U.S. housing starts increased a year-over-year 18.3% in 2013, the Commerce Department reported last month, with home construction touching multi-year highs. Among the companies benefiting from the post-recession bounce is KB Home (NYSE:KBH), an. L.A.-based homebuilder that's trended steadily higher on the charts.
Since skimming the $15.50 level in mid-November, KBH has added more than 20%, and was last seen at $18.61. Underscoring the stock's series of higher highs and higher lows has been its ascending 40-day moving average. In fact, the security recently pulled back to this trendline -- a move that's generated five-day gains of 4.2%, on average, in the past eight occurrences, according to data from Schaeffer's Senior Quantitative Analyst Rocky White. As such, and considering there's still plenty of room for more buyers on the bandwagon, now looks like an opportune time to jump in on KBH's longer-term rally.

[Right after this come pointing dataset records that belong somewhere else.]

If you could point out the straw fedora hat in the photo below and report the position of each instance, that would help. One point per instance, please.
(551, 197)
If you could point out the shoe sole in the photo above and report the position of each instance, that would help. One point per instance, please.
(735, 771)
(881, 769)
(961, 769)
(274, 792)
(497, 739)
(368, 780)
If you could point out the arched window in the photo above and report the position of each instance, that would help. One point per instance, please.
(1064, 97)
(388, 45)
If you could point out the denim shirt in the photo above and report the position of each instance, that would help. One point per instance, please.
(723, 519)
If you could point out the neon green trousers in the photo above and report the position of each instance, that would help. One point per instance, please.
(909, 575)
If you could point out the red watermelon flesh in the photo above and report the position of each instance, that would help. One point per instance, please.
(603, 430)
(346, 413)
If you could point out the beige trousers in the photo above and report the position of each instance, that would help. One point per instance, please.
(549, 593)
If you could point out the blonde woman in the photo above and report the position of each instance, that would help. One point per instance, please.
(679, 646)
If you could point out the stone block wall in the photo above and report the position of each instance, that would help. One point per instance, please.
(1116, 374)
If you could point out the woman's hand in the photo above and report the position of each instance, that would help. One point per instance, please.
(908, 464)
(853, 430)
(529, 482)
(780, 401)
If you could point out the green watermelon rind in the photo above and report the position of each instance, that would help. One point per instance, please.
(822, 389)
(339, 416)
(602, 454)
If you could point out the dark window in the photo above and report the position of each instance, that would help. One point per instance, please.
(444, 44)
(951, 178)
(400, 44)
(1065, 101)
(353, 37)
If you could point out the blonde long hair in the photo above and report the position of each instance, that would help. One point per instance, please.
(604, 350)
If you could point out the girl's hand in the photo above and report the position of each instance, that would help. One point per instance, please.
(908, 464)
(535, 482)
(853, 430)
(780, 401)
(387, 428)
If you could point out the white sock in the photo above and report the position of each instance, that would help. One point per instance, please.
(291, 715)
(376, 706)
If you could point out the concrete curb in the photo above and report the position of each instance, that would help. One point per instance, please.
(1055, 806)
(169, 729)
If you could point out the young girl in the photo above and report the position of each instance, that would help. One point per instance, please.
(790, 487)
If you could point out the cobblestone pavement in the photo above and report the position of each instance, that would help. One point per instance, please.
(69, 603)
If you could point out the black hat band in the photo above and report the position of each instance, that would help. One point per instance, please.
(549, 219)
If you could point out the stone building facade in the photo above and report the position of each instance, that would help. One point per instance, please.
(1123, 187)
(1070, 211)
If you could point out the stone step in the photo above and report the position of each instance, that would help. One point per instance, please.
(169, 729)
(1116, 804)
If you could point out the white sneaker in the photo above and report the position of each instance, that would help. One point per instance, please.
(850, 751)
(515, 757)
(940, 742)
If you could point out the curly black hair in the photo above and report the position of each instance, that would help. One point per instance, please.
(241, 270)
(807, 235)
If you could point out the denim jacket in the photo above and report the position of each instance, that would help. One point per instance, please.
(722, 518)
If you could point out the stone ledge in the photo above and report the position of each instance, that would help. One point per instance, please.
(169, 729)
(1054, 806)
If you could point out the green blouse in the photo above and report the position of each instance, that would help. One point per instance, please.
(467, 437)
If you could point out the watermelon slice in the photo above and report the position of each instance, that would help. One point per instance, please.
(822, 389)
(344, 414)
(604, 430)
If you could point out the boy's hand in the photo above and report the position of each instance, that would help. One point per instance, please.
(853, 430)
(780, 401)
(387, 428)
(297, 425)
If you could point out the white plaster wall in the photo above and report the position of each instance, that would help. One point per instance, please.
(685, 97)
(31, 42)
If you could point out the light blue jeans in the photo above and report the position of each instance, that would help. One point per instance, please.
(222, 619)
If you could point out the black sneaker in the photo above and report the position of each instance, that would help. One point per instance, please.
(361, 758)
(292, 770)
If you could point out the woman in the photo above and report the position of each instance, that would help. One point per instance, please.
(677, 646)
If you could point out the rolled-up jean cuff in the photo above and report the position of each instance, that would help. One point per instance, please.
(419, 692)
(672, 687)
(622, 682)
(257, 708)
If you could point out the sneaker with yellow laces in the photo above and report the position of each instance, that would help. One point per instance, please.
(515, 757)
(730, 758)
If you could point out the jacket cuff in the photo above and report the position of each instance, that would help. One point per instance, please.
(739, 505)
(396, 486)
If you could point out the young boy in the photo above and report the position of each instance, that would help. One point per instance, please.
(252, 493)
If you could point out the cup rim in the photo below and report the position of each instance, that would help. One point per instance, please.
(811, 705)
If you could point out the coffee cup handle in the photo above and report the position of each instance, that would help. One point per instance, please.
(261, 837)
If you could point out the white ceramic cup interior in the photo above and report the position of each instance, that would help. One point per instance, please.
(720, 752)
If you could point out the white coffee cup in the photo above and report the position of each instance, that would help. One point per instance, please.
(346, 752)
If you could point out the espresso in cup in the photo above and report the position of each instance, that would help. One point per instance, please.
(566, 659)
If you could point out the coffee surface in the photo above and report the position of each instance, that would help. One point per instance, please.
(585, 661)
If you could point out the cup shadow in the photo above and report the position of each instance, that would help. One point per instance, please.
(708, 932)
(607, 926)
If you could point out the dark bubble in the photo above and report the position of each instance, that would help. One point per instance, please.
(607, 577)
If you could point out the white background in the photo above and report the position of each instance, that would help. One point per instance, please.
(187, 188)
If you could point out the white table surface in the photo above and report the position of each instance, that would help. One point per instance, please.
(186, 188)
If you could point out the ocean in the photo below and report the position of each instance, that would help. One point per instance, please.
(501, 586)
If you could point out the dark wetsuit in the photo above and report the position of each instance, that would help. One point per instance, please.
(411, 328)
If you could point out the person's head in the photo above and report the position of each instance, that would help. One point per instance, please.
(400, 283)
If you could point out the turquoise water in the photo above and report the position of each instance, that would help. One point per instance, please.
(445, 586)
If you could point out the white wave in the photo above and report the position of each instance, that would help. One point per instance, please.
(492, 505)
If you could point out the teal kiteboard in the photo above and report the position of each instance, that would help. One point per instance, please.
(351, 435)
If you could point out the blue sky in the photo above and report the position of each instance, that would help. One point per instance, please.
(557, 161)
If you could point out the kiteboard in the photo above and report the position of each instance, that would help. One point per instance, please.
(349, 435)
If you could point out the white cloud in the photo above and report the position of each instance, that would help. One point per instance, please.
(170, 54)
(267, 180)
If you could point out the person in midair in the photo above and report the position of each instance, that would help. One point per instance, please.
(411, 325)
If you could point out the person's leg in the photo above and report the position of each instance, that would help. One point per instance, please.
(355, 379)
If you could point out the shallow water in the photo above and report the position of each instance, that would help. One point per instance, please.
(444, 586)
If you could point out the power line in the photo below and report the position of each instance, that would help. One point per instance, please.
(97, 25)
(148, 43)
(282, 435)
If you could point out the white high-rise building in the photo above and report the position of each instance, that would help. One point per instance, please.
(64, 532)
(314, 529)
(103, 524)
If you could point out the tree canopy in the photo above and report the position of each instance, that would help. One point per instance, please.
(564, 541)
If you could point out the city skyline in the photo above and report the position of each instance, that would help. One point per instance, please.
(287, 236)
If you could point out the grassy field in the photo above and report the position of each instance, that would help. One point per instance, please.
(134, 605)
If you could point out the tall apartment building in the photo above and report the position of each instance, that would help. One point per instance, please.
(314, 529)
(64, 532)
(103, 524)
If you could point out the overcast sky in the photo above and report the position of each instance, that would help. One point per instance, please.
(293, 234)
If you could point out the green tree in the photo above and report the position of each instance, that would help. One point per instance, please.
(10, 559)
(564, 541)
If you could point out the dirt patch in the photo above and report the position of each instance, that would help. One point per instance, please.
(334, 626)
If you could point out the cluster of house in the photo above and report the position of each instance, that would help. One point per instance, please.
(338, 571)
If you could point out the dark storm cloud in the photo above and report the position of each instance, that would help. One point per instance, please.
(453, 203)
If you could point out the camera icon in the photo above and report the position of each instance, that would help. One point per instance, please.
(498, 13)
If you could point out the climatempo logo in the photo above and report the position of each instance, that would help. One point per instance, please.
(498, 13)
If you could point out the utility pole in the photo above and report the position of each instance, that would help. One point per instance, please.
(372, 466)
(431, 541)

Compared to the S&P 500 Index (SPX), KB Home has outperformed the broader equities market by nearly 10 percentage points during the last three months. Nevertheless, Wall Street remains skeptical of the shares. Of the 15 analysts following the stock, only three have doled out "buy" or better endorsements, compared to seven "holds" and five "sell" or worse ratings. Likewise, the consensus 12-month price target of $18.86 is just a stone's throw from KBH's current price. A wave of upgrades and/or price-target boosts could add contrarian fuel to the equity's fire.
Elsewhere, short interest grew 2% during the most recent reporting period, and now accounts for a massive 32.1% of KBH's total available float. In fact, it would take nearly a week to repurchase all of these pessimistic positions, at the stock's average daily trading volume. Should KB Home extend its climb, a short squeeze could translate into a contrarian boon.
Speculators interested in gambling on more upside for KB Home (NYSE:KBH) might consider buying the in-the-money July 15 call, which was last asked at $4.40.